Tommy Kono, who trained with York Barbell in the 1950s and won two Olympic gold medals in weightlifting, died on April 24 in Honolulu at the age of 85, according to multiple reports.

His daughter, JoAnn Sumida, told The New York Times that the cause of death was hepatic encephalopathy caused by cirrhosis.

Kono, who was born in Sacramento and set multiple world records, famously took up the sport of weightlifting as a boy while being held in a Japanese-American internment camp in northern California.

Kono is memorialized in a mural in downtown York displaying York as "Muscletown, USA," along with Bob Hoffman, York Barbell's founder, and John Grimek, a York native who won the first two Mr. America bodybuilding events.

Hoffman died in 1985, and Grimek died in 1998.

Jan Dellinger, a former member of York Barbell's magazine staff, said he used to give tours of the USA Weightlifting Hall of Fame in Emigsville, where photos of Kono are prominently displayed, and met Kono several times.

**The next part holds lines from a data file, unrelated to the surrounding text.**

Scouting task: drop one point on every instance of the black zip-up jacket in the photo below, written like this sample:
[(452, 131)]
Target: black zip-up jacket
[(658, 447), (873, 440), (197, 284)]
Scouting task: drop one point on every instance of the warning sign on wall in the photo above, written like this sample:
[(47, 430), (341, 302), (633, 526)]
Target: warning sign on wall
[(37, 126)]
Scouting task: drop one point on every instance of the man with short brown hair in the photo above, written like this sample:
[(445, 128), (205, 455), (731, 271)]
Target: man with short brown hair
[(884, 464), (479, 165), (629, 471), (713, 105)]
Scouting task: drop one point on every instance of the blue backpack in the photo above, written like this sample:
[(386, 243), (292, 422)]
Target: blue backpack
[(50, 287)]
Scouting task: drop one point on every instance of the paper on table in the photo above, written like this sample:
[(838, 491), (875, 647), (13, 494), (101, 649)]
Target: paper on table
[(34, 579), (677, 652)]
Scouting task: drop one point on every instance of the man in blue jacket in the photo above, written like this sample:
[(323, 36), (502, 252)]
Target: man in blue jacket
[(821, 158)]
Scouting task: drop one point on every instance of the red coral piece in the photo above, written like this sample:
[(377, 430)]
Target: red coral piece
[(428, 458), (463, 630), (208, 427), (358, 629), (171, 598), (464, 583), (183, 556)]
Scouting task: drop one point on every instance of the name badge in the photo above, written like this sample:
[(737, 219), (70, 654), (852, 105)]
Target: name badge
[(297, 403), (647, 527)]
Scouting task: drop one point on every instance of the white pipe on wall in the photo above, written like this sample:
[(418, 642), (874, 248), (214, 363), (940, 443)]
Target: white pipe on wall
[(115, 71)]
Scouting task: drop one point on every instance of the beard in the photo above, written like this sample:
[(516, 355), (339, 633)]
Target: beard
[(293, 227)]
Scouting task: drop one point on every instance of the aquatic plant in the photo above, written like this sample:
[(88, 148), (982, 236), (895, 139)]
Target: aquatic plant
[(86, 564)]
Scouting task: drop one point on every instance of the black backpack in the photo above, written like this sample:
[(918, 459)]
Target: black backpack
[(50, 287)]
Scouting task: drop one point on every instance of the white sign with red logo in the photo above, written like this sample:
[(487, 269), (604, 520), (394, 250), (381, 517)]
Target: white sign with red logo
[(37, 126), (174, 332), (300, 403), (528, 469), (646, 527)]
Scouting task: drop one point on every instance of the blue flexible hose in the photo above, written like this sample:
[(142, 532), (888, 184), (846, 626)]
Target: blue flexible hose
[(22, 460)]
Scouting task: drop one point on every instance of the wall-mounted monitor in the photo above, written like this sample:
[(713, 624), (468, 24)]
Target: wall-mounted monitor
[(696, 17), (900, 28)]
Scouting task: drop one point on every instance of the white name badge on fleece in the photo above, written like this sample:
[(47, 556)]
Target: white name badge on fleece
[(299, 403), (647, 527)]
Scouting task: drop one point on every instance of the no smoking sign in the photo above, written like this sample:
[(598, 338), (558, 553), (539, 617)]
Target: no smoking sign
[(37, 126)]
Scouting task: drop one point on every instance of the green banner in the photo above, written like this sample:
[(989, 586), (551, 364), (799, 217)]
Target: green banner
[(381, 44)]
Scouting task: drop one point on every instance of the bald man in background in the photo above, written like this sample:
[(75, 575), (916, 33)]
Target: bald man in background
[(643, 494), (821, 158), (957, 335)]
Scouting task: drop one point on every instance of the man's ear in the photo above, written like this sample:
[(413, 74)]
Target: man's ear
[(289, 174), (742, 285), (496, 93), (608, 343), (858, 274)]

"He was probably America's greatest weightlifter, but on top of that, he's very nice," Dellinger said. "He was a great spokesman for weightlifting and probably just humanity in general."

Dellinger described Kono as the "Tom Brady of weightlifting" during his prime, or Peyton Manning, depending on preference. He recalled a period during the mid-'60s when Kono won six consecutive world championships at his weight class.

"He had a real blend of physical skills," he said.

Kono, who had asthma growing up, originally trained just "to be healthy," according to The New York Times.